はじめに
現代の電子システムは、DC電力を振幅、周波数、位相差を調整可能な三相AC電力に変換する三相インバータなしでは機能しません。これらは、配電ネットワーク、再生可能エネルギーシステム、産業用モータドライブなど、いくつかのアプリケーションで不可欠です。このセクションでは、単相インバータよりも三相インバータの主な機能と利点について説明します。
以下のセクションで、多くの三相インバータタイプとその必須部品、回路トポロジーについて説明します。
回路トポロジー
一般的に、フルブリッジトポロジーは三相インバータに使用されます。
モータ駆動、UPS、グリッド接続ソーラーインバータなどの三相アプリケーションでは、三相フルブリッジインバータトポロジーがよく使用される設計です。このアーキテクチャは以下です。

図19 : 三相フルブリッジインバータのトポロジー
120度通電モードと180度通電モードは、それぞれ三相フルブリッジインバータの基本動作モードです。
120度通電モード

図20 : 120度通電モードのゲートおよびニュートラル電圧への位相波形
図20は、平衡Y接続の抵抗負荷を120度通電モードで使用した場合の、位相とニュートラル間電圧とゲート信号を描いています。
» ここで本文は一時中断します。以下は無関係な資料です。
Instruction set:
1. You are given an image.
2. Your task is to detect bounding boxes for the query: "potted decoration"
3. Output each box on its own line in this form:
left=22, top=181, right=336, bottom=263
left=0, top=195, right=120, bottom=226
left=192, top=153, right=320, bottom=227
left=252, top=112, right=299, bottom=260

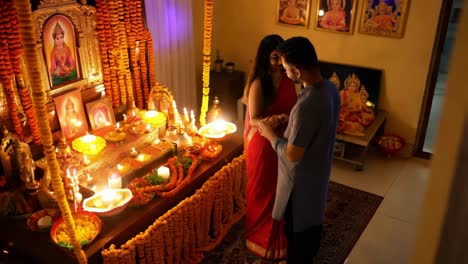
left=376, top=134, right=405, bottom=156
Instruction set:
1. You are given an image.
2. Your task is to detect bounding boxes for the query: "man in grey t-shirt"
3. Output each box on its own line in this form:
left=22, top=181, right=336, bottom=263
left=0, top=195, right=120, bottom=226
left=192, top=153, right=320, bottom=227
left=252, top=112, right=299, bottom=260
left=258, top=37, right=340, bottom=263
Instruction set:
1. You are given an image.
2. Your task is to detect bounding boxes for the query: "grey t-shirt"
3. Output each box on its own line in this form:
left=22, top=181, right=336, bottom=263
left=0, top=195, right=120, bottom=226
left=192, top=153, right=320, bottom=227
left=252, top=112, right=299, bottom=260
left=272, top=79, right=340, bottom=232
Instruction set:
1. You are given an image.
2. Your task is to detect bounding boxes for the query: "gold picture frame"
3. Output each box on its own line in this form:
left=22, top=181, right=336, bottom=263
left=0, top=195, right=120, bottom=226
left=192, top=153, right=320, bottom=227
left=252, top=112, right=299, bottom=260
left=53, top=89, right=89, bottom=141
left=85, top=97, right=116, bottom=132
left=43, top=13, right=81, bottom=89
left=314, top=0, right=357, bottom=34
left=276, top=0, right=312, bottom=29
left=32, top=0, right=103, bottom=96
left=359, top=0, right=410, bottom=38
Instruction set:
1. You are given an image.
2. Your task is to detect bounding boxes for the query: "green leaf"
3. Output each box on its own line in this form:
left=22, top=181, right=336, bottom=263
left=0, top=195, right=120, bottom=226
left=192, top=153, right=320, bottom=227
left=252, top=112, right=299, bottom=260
left=145, top=172, right=166, bottom=185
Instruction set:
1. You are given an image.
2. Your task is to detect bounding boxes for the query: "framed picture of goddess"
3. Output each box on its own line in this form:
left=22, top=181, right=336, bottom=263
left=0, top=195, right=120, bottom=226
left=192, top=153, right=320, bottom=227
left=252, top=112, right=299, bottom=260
left=359, top=0, right=410, bottom=38
left=42, top=14, right=81, bottom=88
left=85, top=97, right=116, bottom=132
left=315, top=0, right=357, bottom=34
left=276, top=0, right=311, bottom=28
left=54, top=89, right=88, bottom=141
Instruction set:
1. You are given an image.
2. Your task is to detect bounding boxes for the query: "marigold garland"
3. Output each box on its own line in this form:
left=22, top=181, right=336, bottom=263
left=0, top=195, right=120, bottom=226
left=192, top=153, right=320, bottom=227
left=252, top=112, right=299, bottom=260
left=0, top=3, right=22, bottom=140
left=102, top=154, right=246, bottom=263
left=199, top=0, right=214, bottom=126
left=14, top=0, right=86, bottom=263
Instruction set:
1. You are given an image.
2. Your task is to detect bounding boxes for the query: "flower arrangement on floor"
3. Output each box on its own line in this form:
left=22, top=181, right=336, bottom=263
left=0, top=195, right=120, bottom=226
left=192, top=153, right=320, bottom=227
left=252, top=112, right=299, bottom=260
left=377, top=134, right=405, bottom=156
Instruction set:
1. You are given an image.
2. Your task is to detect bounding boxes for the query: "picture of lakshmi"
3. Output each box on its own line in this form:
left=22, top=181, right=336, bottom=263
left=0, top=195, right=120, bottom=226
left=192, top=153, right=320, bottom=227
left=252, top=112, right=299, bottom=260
left=280, top=0, right=302, bottom=24
left=338, top=74, right=375, bottom=136
left=319, top=0, right=348, bottom=31
left=369, top=0, right=396, bottom=32
left=50, top=22, right=77, bottom=86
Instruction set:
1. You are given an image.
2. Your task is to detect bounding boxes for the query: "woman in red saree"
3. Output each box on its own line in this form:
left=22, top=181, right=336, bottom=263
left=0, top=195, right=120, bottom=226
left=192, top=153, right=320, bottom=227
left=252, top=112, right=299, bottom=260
left=243, top=34, right=297, bottom=261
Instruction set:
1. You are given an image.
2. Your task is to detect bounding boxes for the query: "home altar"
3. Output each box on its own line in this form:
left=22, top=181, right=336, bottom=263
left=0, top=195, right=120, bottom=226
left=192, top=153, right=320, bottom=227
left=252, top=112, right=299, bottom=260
left=0, top=135, right=244, bottom=263
left=320, top=61, right=387, bottom=170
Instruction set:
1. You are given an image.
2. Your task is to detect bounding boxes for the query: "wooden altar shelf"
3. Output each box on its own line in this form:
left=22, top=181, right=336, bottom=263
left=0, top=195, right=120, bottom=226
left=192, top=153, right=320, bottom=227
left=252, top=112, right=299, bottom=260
left=101, top=154, right=247, bottom=264
left=334, top=110, right=387, bottom=170
left=0, top=135, right=244, bottom=264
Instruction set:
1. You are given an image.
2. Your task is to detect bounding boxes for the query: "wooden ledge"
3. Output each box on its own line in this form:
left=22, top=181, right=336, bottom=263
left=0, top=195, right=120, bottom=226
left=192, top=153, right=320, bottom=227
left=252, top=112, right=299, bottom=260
left=336, top=110, right=387, bottom=147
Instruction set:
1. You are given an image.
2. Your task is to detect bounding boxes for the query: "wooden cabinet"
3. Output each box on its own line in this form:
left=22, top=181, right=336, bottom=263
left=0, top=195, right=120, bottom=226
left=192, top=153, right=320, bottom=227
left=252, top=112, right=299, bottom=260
left=209, top=70, right=245, bottom=122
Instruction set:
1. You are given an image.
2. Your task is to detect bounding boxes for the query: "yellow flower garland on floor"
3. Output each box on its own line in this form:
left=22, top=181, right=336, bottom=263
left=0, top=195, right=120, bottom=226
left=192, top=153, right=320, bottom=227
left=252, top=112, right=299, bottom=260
left=14, top=1, right=86, bottom=263
left=199, top=0, right=214, bottom=126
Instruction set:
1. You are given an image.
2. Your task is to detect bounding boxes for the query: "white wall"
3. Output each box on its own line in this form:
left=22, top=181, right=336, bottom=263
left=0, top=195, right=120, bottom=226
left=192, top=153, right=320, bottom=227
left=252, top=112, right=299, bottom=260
left=192, top=0, right=444, bottom=153
left=411, top=0, right=468, bottom=260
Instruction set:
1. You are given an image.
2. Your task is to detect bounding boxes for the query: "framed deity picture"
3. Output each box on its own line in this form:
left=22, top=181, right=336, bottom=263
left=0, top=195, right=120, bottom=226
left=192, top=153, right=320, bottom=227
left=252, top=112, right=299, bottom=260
left=315, top=0, right=357, bottom=34
left=276, top=0, right=311, bottom=28
left=359, top=0, right=410, bottom=38
left=42, top=14, right=81, bottom=89
left=53, top=89, right=88, bottom=141
left=85, top=97, right=116, bottom=132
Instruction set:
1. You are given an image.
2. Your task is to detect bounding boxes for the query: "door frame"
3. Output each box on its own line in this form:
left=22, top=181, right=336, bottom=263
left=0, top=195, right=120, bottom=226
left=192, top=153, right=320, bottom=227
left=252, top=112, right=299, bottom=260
left=415, top=0, right=454, bottom=159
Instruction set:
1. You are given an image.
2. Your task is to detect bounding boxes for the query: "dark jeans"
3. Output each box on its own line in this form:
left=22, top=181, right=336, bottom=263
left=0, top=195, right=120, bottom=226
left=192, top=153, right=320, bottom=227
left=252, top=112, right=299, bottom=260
left=284, top=200, right=322, bottom=264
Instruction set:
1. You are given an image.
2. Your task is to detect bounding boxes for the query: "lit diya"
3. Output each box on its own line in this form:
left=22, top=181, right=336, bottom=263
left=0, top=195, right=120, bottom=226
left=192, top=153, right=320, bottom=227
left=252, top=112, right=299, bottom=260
left=200, top=139, right=223, bottom=160
left=198, top=120, right=237, bottom=139
left=104, top=130, right=127, bottom=142
left=72, top=133, right=106, bottom=156
left=82, top=188, right=133, bottom=217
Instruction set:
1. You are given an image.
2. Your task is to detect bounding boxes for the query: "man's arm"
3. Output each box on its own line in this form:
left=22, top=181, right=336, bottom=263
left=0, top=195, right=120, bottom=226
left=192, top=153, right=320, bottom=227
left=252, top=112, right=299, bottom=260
left=257, top=122, right=304, bottom=162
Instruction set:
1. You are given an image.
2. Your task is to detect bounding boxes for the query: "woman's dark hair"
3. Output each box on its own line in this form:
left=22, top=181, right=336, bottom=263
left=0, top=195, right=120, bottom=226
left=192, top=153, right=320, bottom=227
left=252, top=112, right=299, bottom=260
left=245, top=34, right=284, bottom=110
left=278, top=36, right=318, bottom=70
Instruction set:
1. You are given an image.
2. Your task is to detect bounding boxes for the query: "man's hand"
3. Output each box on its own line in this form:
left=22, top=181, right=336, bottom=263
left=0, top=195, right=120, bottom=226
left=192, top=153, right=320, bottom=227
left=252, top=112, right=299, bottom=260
left=257, top=120, right=276, bottom=142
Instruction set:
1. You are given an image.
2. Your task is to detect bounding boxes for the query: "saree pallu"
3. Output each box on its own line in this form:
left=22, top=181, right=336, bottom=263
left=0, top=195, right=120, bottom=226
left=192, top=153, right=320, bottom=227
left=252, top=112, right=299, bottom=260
left=245, top=131, right=287, bottom=260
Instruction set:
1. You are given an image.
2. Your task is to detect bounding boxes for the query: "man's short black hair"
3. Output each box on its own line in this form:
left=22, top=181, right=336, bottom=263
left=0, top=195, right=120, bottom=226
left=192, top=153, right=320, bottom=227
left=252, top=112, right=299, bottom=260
left=278, top=36, right=318, bottom=70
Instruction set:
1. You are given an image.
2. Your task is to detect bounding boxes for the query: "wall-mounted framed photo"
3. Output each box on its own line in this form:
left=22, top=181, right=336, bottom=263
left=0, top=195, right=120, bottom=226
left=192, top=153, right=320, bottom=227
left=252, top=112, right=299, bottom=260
left=42, top=14, right=81, bottom=89
left=53, top=89, right=89, bottom=141
left=315, top=0, right=357, bottom=34
left=359, top=0, right=410, bottom=38
left=32, top=1, right=103, bottom=96
left=85, top=97, right=116, bottom=132
left=276, top=0, right=312, bottom=28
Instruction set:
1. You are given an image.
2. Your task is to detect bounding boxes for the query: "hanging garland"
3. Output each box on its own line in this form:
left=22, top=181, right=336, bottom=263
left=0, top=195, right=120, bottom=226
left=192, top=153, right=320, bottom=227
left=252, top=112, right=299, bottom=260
left=126, top=0, right=144, bottom=109
left=0, top=2, right=23, bottom=140
left=199, top=0, right=214, bottom=126
left=14, top=0, right=86, bottom=263
left=9, top=2, right=41, bottom=144
left=109, top=0, right=124, bottom=107
left=95, top=0, right=156, bottom=110
left=95, top=0, right=113, bottom=104
left=146, top=30, right=157, bottom=90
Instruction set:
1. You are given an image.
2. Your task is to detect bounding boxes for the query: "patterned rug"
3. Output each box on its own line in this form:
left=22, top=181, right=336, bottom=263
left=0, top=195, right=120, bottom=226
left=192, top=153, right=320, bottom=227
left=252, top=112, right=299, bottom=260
left=201, top=181, right=383, bottom=264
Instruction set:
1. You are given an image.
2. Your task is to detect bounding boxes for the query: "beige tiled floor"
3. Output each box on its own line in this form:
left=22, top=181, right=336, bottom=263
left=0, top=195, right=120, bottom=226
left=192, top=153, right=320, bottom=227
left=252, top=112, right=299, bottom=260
left=331, top=152, right=431, bottom=264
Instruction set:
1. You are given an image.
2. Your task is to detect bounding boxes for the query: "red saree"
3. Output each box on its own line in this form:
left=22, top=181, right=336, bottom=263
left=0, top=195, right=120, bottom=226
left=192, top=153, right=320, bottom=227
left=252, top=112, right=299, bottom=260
left=244, top=75, right=297, bottom=260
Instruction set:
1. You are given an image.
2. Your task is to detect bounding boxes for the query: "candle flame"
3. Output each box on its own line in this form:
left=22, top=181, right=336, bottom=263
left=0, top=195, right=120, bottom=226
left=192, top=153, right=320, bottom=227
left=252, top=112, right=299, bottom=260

トランジスタは次の順序で動作します : 61、12、23、34、45、56、61。すべてのスイッチは120度の間通電します。各フェーズレッグでは、常に2つのスイッチのみが動作し、それぞれが基本期間の3分の1の間動作します。ニュートラル電圧への出力位相のパターンは簡単にわかります。例を挙げると、g1とg6がアクティブの場合の時間間隔 (0~π/3) を考ると、Vsがノードaとbに出現し、結果としてVan = vs/2とVbn = -vs/2になります。これと同様に、他の電圧パターンは簡単に推定して判断できます。
180度通電モード

図21 : 180度通電モードのゲートおよび相間電圧波形
図21は、180度通電モードで動作する平衡抵抗負荷の位相間電圧とゲート信号を示しています。3個のトランジスタが常時オンになっており、各スイッチは基本出力電圧波形の180度を通電します。
180度通電モードでの出力位相間電圧パターンは簡単に判断できます。g1、g5、およびg6がアクティブになり、ノードaとb、およびノードcとbにわたってVsが発生する最初の時間間隔 (0からπ/3) で、g1、g5、およびg6がアクティブの場合を考えます。同じく、他の電圧パターンの推定と判断も簡単にできます。
同様に、ゲート信号パターンから平衡Y接続負荷用のニュートラル電圧への位相を計算することができ、最終的にステップ方形波形になります。3つのトランジスタが同時にアクティブになるため、ステップサイズはVs/3になります。例えば、g1、g5、g6がオンの場合の最初の期間 (0からπ/3) を考えてみましょう。VsはノードA/cとBの間に現れます。したがって、Van = vs * (RL/2) / (3Rl/2) = vs/3 となります。同様に、図22のVanに示すように、他の電圧パターンを簡単に推定して判断することができます。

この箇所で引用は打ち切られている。